The plot of AGOT is diverse and full of so many characters and twists that summarising it is tricky, especially if you are trying to make it sound readable and not give anything away. At it's core it is a tale of the political and military mechanacians of the fictional land of Westeros, the title referring to the power-play by which various factions seek to control or regain or protect the throne. But winter is coming and while a beggar king seeks an agreement with the horse lords for the reclamation of his kingdom, ancient powers are stirring beyond the northern wall...

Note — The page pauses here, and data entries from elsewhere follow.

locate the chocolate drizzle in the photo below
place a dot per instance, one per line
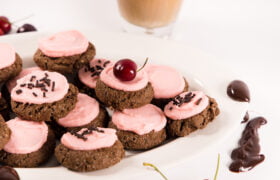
(238, 91)
(247, 156)
(41, 84)
(8, 173)
(97, 69)
(85, 132)
(178, 100)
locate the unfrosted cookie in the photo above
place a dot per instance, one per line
(123, 94)
(167, 83)
(13, 82)
(43, 96)
(5, 133)
(190, 111)
(64, 52)
(10, 62)
(140, 128)
(87, 113)
(31, 144)
(88, 75)
(89, 149)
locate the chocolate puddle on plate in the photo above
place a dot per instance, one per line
(238, 91)
(247, 156)
(8, 173)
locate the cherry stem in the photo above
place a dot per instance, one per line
(155, 168)
(217, 168)
(27, 17)
(143, 64)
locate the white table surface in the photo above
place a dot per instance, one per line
(243, 34)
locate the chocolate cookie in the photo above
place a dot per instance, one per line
(161, 102)
(133, 141)
(32, 159)
(185, 126)
(5, 133)
(64, 64)
(47, 111)
(119, 100)
(88, 159)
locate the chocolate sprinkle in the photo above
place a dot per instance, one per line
(178, 100)
(19, 91)
(106, 63)
(8, 173)
(247, 156)
(32, 78)
(85, 132)
(198, 101)
(53, 86)
(246, 118)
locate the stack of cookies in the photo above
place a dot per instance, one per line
(65, 99)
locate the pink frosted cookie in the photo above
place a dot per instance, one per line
(121, 95)
(10, 62)
(65, 52)
(189, 111)
(43, 96)
(89, 149)
(87, 113)
(31, 144)
(140, 128)
(167, 83)
(88, 75)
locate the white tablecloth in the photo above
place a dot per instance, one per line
(244, 34)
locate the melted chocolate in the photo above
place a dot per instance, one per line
(247, 156)
(238, 91)
(8, 173)
(246, 118)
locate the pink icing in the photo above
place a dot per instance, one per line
(140, 120)
(95, 140)
(89, 76)
(86, 110)
(13, 82)
(189, 109)
(26, 137)
(60, 89)
(139, 82)
(67, 43)
(7, 55)
(166, 81)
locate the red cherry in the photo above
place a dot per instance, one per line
(125, 70)
(1, 32)
(5, 25)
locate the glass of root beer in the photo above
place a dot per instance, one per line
(155, 17)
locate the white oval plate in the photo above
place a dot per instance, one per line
(201, 71)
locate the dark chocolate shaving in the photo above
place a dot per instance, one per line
(85, 132)
(178, 100)
(247, 155)
(32, 78)
(106, 63)
(198, 101)
(19, 91)
(53, 86)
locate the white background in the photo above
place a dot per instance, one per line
(243, 34)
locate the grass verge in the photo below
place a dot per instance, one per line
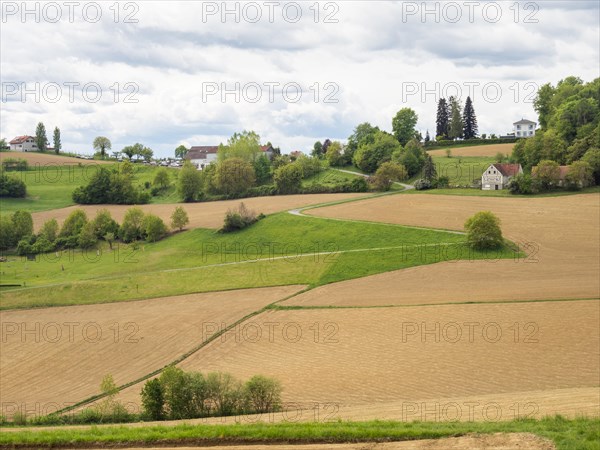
(567, 434)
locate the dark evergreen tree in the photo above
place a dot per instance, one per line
(429, 171)
(57, 143)
(470, 121)
(40, 137)
(442, 119)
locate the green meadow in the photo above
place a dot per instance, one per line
(281, 249)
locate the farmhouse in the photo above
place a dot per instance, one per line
(524, 128)
(202, 156)
(497, 176)
(23, 144)
(562, 173)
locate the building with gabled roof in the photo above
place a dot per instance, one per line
(497, 176)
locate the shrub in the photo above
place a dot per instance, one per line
(234, 176)
(239, 219)
(73, 224)
(153, 400)
(262, 394)
(189, 183)
(12, 187)
(154, 228)
(483, 231)
(7, 233)
(15, 164)
(49, 230)
(288, 178)
(523, 184)
(87, 237)
(132, 226)
(579, 175)
(42, 245)
(387, 173)
(359, 185)
(443, 182)
(179, 218)
(23, 224)
(112, 187)
(103, 223)
(422, 184)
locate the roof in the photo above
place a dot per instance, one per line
(508, 170)
(563, 171)
(20, 139)
(200, 152)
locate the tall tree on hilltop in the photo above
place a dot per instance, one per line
(470, 129)
(403, 124)
(441, 128)
(40, 137)
(455, 128)
(57, 144)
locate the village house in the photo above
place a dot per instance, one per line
(497, 176)
(524, 128)
(23, 144)
(562, 173)
(202, 156)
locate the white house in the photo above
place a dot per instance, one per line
(524, 128)
(202, 156)
(497, 176)
(23, 144)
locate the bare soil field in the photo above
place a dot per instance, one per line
(55, 357)
(479, 150)
(497, 441)
(419, 360)
(560, 235)
(49, 158)
(202, 215)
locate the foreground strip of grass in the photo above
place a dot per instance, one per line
(567, 434)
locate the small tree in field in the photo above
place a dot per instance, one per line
(387, 173)
(483, 231)
(153, 400)
(179, 218)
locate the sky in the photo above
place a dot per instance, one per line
(193, 73)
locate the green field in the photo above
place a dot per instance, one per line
(281, 249)
(567, 434)
(50, 187)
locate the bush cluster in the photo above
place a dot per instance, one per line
(240, 218)
(186, 395)
(11, 186)
(110, 187)
(79, 232)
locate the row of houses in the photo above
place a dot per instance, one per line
(497, 176)
(202, 156)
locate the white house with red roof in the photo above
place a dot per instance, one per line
(202, 156)
(497, 176)
(23, 144)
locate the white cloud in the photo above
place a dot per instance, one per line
(374, 54)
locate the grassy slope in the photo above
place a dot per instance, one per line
(50, 187)
(575, 434)
(202, 260)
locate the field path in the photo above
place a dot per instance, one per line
(52, 358)
(560, 235)
(203, 214)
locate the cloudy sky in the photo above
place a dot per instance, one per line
(169, 73)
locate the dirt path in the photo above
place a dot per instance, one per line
(559, 233)
(479, 150)
(201, 215)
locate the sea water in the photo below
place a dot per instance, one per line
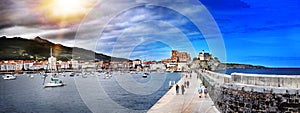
(27, 94)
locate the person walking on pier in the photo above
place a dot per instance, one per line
(182, 89)
(200, 91)
(205, 92)
(177, 89)
(187, 84)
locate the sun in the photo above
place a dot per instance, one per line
(65, 10)
(67, 7)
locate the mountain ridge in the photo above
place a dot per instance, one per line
(17, 48)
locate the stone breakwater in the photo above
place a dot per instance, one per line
(243, 98)
(253, 92)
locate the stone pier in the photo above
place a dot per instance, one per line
(187, 103)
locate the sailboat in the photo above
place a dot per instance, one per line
(9, 77)
(54, 81)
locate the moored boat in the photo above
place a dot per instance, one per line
(9, 77)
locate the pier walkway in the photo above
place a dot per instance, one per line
(187, 103)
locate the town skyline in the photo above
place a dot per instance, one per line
(267, 38)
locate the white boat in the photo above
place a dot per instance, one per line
(9, 77)
(145, 75)
(31, 76)
(55, 82)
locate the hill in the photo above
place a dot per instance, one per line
(18, 48)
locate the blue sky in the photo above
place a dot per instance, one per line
(253, 31)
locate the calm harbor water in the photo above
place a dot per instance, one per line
(27, 94)
(274, 71)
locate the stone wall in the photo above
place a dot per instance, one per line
(252, 92)
(288, 81)
(248, 99)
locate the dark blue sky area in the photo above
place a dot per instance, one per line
(262, 32)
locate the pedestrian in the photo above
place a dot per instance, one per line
(200, 91)
(205, 92)
(182, 89)
(177, 89)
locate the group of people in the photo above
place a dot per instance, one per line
(186, 84)
(202, 90)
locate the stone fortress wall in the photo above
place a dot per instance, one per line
(253, 92)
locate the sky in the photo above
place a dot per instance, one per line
(247, 31)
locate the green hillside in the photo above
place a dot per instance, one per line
(39, 49)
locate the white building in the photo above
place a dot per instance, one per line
(52, 61)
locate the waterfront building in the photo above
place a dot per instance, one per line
(52, 61)
(180, 56)
(74, 64)
(204, 56)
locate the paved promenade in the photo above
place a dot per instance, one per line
(187, 103)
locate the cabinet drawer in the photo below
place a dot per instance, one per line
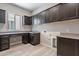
(4, 39)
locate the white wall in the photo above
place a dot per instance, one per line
(42, 8)
(13, 10)
(71, 26)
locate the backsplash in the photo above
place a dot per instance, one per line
(70, 26)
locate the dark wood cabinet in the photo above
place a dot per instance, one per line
(60, 12)
(2, 16)
(25, 38)
(47, 16)
(35, 20)
(67, 46)
(34, 38)
(42, 17)
(4, 42)
(27, 20)
(67, 11)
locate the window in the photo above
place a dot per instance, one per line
(11, 22)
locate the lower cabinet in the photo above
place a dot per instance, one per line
(4, 43)
(67, 47)
(25, 38)
(34, 38)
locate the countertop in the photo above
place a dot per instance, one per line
(15, 32)
(69, 35)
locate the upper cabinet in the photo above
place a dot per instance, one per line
(67, 11)
(2, 16)
(53, 14)
(27, 20)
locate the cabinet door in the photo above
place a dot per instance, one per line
(35, 20)
(2, 16)
(27, 20)
(66, 47)
(67, 11)
(25, 38)
(42, 14)
(53, 12)
(47, 17)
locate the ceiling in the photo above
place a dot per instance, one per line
(29, 6)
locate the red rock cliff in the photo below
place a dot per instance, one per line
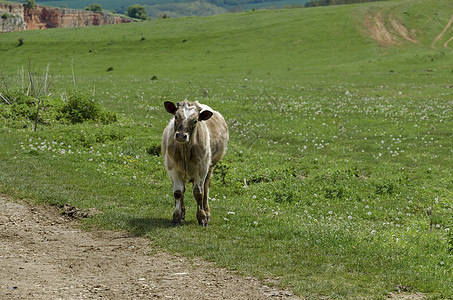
(42, 17)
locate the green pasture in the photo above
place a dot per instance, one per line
(338, 176)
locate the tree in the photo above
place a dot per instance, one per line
(94, 7)
(31, 4)
(136, 11)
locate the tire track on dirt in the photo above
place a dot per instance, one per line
(442, 34)
(385, 34)
(44, 256)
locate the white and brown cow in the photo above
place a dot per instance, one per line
(192, 143)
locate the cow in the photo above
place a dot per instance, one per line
(194, 141)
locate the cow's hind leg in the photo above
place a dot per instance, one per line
(207, 184)
(201, 214)
(180, 210)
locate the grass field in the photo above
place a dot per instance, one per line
(338, 177)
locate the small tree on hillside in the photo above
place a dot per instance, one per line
(94, 7)
(31, 4)
(136, 11)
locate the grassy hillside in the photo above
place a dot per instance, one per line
(338, 179)
(178, 8)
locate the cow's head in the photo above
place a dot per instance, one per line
(187, 115)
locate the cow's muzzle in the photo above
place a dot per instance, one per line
(182, 137)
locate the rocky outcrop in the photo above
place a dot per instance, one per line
(11, 17)
(41, 17)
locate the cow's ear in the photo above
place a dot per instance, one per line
(170, 107)
(205, 115)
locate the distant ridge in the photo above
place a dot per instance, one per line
(17, 17)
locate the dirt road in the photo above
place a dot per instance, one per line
(44, 256)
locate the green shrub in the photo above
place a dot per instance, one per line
(82, 107)
(31, 4)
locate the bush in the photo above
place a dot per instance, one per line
(31, 4)
(81, 107)
(137, 11)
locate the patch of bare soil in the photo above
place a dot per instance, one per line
(385, 34)
(402, 30)
(44, 256)
(443, 33)
(378, 31)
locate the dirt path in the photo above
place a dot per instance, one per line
(387, 35)
(44, 256)
(443, 32)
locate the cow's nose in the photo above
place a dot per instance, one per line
(181, 137)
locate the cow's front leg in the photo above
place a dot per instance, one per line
(201, 214)
(180, 210)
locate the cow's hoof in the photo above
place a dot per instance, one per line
(176, 222)
(203, 223)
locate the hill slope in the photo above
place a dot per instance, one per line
(296, 41)
(337, 181)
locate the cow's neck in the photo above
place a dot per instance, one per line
(185, 154)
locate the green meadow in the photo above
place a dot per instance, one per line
(338, 178)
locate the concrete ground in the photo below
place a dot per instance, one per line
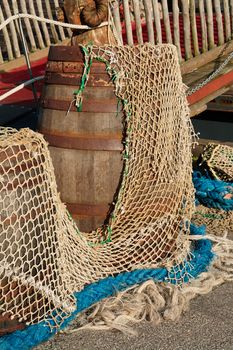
(208, 325)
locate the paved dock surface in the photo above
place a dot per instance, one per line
(208, 325)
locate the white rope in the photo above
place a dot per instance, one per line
(49, 21)
(20, 87)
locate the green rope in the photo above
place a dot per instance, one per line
(87, 67)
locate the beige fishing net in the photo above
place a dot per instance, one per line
(219, 160)
(44, 258)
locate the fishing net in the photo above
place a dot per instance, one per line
(44, 257)
(218, 160)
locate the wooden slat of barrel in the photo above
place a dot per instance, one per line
(86, 147)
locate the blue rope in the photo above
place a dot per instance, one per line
(202, 257)
(211, 193)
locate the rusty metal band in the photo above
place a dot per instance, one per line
(74, 67)
(66, 53)
(74, 79)
(80, 142)
(94, 106)
(79, 209)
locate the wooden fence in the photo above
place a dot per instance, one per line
(194, 26)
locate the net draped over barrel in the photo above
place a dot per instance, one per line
(45, 258)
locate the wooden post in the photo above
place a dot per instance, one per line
(203, 26)
(231, 10)
(166, 20)
(210, 23)
(218, 12)
(67, 30)
(128, 26)
(14, 37)
(176, 25)
(52, 26)
(15, 12)
(117, 20)
(60, 29)
(36, 25)
(194, 27)
(149, 20)
(157, 21)
(137, 15)
(28, 26)
(1, 57)
(227, 19)
(187, 31)
(44, 26)
(6, 37)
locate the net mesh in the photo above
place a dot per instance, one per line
(44, 257)
(219, 161)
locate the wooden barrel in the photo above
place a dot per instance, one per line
(86, 147)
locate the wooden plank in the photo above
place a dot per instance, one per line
(166, 20)
(194, 27)
(203, 26)
(128, 25)
(218, 12)
(222, 82)
(83, 142)
(149, 20)
(187, 31)
(207, 57)
(156, 13)
(176, 25)
(210, 23)
(14, 37)
(137, 16)
(201, 105)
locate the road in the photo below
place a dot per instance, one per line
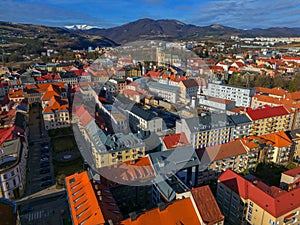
(37, 135)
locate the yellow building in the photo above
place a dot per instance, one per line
(253, 202)
(266, 119)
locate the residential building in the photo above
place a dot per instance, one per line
(83, 204)
(294, 136)
(188, 89)
(172, 141)
(251, 201)
(242, 125)
(206, 130)
(241, 96)
(182, 161)
(215, 104)
(215, 160)
(272, 148)
(34, 92)
(179, 211)
(55, 109)
(207, 206)
(144, 121)
(267, 119)
(9, 212)
(165, 91)
(100, 149)
(16, 95)
(13, 155)
(198, 207)
(290, 179)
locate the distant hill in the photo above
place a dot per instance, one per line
(144, 29)
(41, 37)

Told through the shifting perspectives of several key characters, on paper the tale should be even more dull than the average tolkein clone given that its story is often political and centres predominantly on human characters in a quasi-medieval setting. Martin demonstrates with great skill a fact I have always held true; everything you write need not be completely original if you are doing something original and exciting with it. The freshness of the tale is not in the broad brushstrokes of the world but in its detail. An example is his use of seasons, where winter and summer can last many years as if the planet was stuck in some erratic orbit, and from that creation the rules and political structures of the world follow and cause temperamental differences between the frost-bitten stubborn Starks and their more mutable gold encrusted adversaries. You can almost see how each part of the setting was created and the logic behind it, both in terms of an author creating a book and the organic evolution of a living breathing group of countries.
Martin gives us a feast of memorable characters, partly because many are slightly caricaturish in nature (the bastard, the stubborn but honourable night, the tom-boy little girl to name a few) but mainly because the insight into the minds of the viewpoint characters makes you feel close empathy with them, usually right before they meet with tragedy.
The darker side of life and the black irony that go with it is certainly a place Martin loves to explore with uncompromising zeal. To describe it as a dark tale would be an understatement, it tugs at your heart from multiple angles and messes with traditional notions of good and evil, chivalry and in particular the nature and consequence of heroism. By the end you are sure there can be no happy endings for anyone, and moreover you are unclear as to who you would wish to give such an ending if you held the quill.
And while succinctness is not a skill in high evidence, every word of AGOT is an absolutely joy to read. Martin utilises his extensive vocabulary to poetic effect throughout the novel and while it is not true to call it an effortless read it is a rewarding one. Certain sections of the book (one involving a crow springs to mind) are among the most powerfully written and emotively imaged I have ever read. In this high skill, Martin reminds me very much of Thomas Harris, possible my favourite novelist of all time.
If it has a flaw, AGOT could be criticised for failing to reach a tangible conclusion to events by the time it ends despite being over 700 pages in length. I appreciate this is largely because it is the start of a larger saga but there is a sense in which book one rolls into book two and the division between them is quite arbitrary. In reality by the time you are half way through you will have already ordered the next book in the series and will just want to know what happens next. This is a tale as much about the journey as the destination, writing at its most artful.
There are easier books to read out there but few so engaging. Despite its length you reach critical mass eventually where you simply cannot wait to see what happens next. There is no wastage or half-composed paragraphs either; everything sings and I think it says a lot that the recent HBO series has chosen to stick very closely to it for both plot and dialogue. This is a must read and while I appreciate the genre will appeal to some more than others this is still one of the few books I would recommend to absolutely anyone.